China's wheat prices remained stable in the week ending Monday, and government sales had little impact on the spot market, analysts said. Prices of average-quality wheat in Henan province were quoted around RMB1,560 a metric tonne and at RMB1,580-RMB1,600/tonne in Hebei province, unchanged from the previous week.
In other news, Japan said Tuesday it was seeking 125,000 metric tonnes of wheat in a tender to be concluded Thursday. The shipment is expected to arrive in Japan March 16 to April 15.
Jordan, meanwhile, said it agreed to buy 100,000 metric tonnes of Syrian milling wheat, on a free-on-truck basis. The official Jordanian news agency Petra also reported that the country will buy 500,000 metric tonnes of hard wheat from Syria in 2007 at preferential prices.
Jordan bought more than half of its wheat in 2006 from Syria.
In Argentina, farmers have completed the harvest of the 2006-07 wheat crop, producing 13.8 million tonnes, the Buenos Aires Cereals Exchange said. The Agriculture Secretariat forecasts 2006-07 wheat production at 13.7, although the USDA is expecting 14.2 million tonnes.
Argentina's 2005-06 wheat sales totaled 8.2 million tonnes as of Jan. 12, unchanged from four weeks ago, according to the Agriculture Secretariat's latest data. By this time last year, Argentina had sold 11.285 million tonnes of 2004-05 wheat.
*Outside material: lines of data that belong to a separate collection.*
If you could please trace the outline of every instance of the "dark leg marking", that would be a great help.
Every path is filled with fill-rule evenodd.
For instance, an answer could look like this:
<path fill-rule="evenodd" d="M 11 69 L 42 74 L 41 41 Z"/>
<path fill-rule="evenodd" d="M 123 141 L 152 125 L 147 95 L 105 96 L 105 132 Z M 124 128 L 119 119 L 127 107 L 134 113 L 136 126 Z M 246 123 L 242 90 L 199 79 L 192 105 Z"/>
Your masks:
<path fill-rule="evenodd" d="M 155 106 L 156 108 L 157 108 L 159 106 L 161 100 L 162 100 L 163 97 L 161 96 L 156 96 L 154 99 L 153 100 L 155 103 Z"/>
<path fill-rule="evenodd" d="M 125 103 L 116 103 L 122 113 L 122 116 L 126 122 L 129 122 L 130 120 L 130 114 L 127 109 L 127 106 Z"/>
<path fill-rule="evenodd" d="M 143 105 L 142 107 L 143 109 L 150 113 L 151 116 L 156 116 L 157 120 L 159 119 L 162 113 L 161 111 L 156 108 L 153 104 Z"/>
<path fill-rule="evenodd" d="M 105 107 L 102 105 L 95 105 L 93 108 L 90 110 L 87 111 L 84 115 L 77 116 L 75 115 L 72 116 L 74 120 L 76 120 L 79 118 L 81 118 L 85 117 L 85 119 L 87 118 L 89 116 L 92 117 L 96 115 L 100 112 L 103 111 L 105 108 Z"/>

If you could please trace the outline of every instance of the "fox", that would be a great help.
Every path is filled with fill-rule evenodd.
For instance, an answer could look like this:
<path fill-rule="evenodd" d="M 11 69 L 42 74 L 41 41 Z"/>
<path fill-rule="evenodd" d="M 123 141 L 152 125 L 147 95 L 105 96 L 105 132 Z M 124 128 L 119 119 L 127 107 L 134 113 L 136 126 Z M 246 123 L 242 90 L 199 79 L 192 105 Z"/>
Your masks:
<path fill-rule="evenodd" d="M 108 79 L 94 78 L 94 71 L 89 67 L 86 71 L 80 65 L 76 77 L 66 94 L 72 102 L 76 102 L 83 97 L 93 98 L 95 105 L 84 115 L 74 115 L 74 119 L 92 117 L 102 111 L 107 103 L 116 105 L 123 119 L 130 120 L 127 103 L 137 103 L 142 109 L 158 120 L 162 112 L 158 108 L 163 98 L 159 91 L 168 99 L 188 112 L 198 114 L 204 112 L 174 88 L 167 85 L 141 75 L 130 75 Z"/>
The Commodity Futures Trading Commission on Friday reported reported index funds were net long 198,906 combined wheat futures and options contracts at CBOT for the week ended Jan. 9. Index traders cut long positions by 609 contracts and increased short positions by 1,591 contracts.
Index funds' long positions represent 39.7% of open interest, down from 41% a week earlier.
At KCBT, index funds were net long 28,145 contracts, according to the CFTC. They decreased long positions 1,225 and increased shorts 593.
The CFTC does not report index fund commitments at MGE, although it said large speculative traders were net long 8,908. They decreased longs by 3,193 contracts and increased short positions by 443 contracts.